Mas Anaya sabia que era melhor não ficar para contemplar a beleza do sol nascente, ela não era digna de vê-lo. Com a cabeça baixa, Anaya pegou as roupas sujas e saiu do quarto de Charlotte em silêncio.
Anaya falava muito pouco. Se não falassem com ela, ela nunca dizia uma palavra. Se ela não fizesse nada de errado, ninguém viria dizer uma palavra a ela. Às vezes, passavam-se semanas e ela ainda não falava. Tornara-se um hábito. Ao crescer, quanto mais ela perguntava, quanto mais ela falava, mais ela sofria, então, aprendeu a não falar.
Todo o seu trabalho era feito em silêncio. Depois das tarefas, Anaya bateu na porta de seus pais e, antes que pudessem abrir a porta, ela voltou para seu quarto no sótão.
A única coisa que Anaya não fazia em casa era preparar o café da manhã, isso porque ela não tinha habilidades culinárias e os pais não queriam comer comida r**m.
Ginny acordou por causa da batida, foi se arrumar e preparar o café da manhã para todos. Edgar tinha um emprego que era bom o suficiente e permitia que tivessem uma boa vida. Ginny foi ao quarto de Charlotte e a acordou gentilmente, abraçando-a e fazendo cócegas.
O sótão ficava bem acima do quarto de Charlotte, então o riso chegou até lá também. Anaya se encolheu em um canto por alguns minutos e ouviu. Quando as vozes pararam, ela esperou mais meia hora e depois saiu do canto e desceu as escadas novamente.
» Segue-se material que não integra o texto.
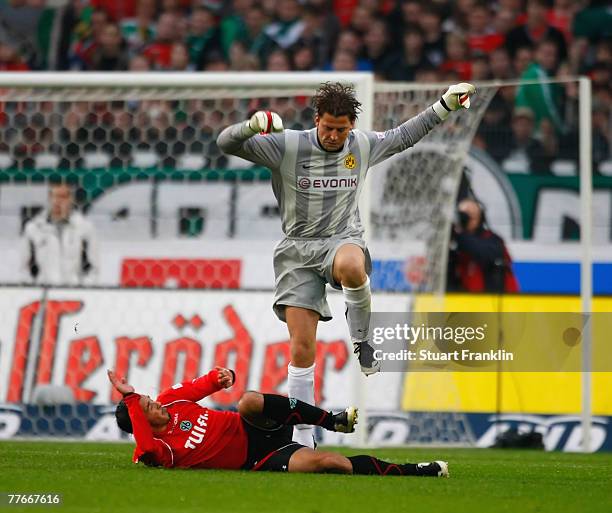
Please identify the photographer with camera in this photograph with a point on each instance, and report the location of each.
(478, 260)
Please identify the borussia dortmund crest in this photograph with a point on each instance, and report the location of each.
(350, 161)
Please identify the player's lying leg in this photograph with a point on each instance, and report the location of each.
(350, 272)
(307, 460)
(269, 410)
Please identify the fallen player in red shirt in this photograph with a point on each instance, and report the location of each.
(175, 431)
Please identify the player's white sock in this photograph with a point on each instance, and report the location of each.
(358, 302)
(300, 383)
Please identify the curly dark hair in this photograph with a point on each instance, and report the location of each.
(336, 99)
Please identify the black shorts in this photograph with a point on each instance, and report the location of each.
(269, 449)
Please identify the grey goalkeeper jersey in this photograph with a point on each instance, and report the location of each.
(317, 191)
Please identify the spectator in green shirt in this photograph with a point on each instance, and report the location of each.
(544, 99)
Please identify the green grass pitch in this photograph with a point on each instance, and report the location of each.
(96, 477)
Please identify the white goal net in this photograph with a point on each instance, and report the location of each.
(170, 211)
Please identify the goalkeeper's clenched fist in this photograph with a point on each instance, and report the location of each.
(264, 122)
(456, 97)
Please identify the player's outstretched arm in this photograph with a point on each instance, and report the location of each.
(385, 144)
(120, 384)
(233, 139)
(456, 97)
(199, 388)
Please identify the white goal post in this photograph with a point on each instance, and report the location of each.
(383, 105)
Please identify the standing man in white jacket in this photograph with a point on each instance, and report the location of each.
(59, 246)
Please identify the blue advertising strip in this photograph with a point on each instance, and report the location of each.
(533, 277)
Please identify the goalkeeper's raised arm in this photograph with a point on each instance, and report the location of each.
(258, 139)
(386, 144)
(317, 177)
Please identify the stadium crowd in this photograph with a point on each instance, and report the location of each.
(404, 40)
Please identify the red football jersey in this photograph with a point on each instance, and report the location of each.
(195, 436)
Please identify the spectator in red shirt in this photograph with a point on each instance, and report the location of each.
(159, 52)
(457, 57)
(481, 36)
(478, 260)
(535, 30)
(175, 431)
(111, 53)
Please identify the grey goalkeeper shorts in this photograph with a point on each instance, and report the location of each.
(302, 268)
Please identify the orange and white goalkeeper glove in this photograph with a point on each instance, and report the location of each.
(264, 122)
(456, 97)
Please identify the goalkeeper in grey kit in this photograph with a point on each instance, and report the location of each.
(317, 177)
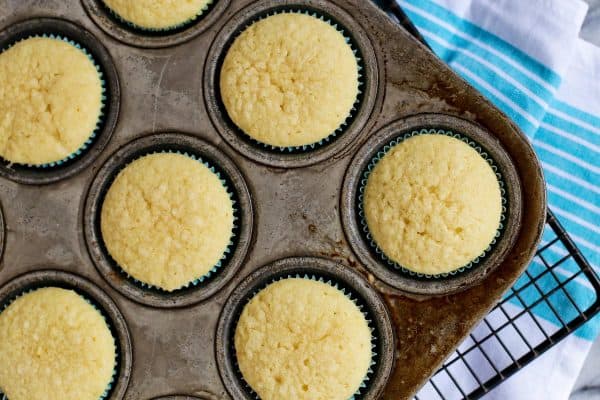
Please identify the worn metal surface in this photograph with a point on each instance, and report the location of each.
(296, 211)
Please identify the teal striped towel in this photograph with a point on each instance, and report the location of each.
(526, 56)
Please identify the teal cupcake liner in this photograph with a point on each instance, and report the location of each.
(363, 221)
(103, 98)
(109, 387)
(202, 12)
(348, 294)
(361, 83)
(228, 250)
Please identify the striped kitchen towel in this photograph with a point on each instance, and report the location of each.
(527, 58)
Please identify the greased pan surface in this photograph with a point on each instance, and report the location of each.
(295, 201)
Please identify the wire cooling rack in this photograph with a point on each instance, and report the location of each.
(546, 302)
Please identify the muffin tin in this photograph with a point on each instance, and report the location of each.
(291, 204)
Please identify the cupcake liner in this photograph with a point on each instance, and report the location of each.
(347, 292)
(230, 246)
(93, 134)
(363, 221)
(8, 302)
(203, 11)
(361, 83)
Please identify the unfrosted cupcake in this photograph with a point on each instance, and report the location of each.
(158, 14)
(289, 80)
(303, 339)
(432, 204)
(50, 102)
(167, 220)
(55, 346)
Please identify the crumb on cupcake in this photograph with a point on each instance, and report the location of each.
(303, 339)
(432, 204)
(289, 80)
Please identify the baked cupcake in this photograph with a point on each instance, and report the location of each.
(303, 339)
(167, 220)
(289, 80)
(432, 204)
(50, 102)
(157, 15)
(55, 346)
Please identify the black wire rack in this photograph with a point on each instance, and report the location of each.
(546, 302)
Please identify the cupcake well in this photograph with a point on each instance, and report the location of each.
(79, 152)
(361, 79)
(347, 293)
(51, 279)
(363, 222)
(241, 237)
(232, 241)
(340, 277)
(159, 31)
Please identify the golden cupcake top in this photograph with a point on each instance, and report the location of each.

A primeira hora após acordar era o momento da família entre os três e Anaya não podia ser vista por perto nesse horário. Ela já tinha sido espancada uma vez porque sua presença pela manhã estragou o humor deles e, desde então, Anaya não interferia em seu tempo em família.
Anaya ficou do lado de fora da cozinha e esperou a comida cozinhar. Ginny fazia um café da manhã farto todos os dias para a filha e o marido, os servia e os fazia comer.
— Seu café da manhã está na bancada — Ginny jogou em Anaya antes de se juntar ao marido e à Charlotte na mesa.
Anaya foi até a bancada e viu um prato de purê de batatas e uma salsicha com uma torrada no prato. Ela pegou o prato e foi para fora do pátio para comer sob o sol. Esse ciclo repetitivo já tinha se enraizado na mente de Anaya, que não precisava pensar antes de se levantar e fazer qualquer coisa, assim como um robô. As pancadas doíam e era somente nesse momento que Anaya lembrava de que ainda era humana.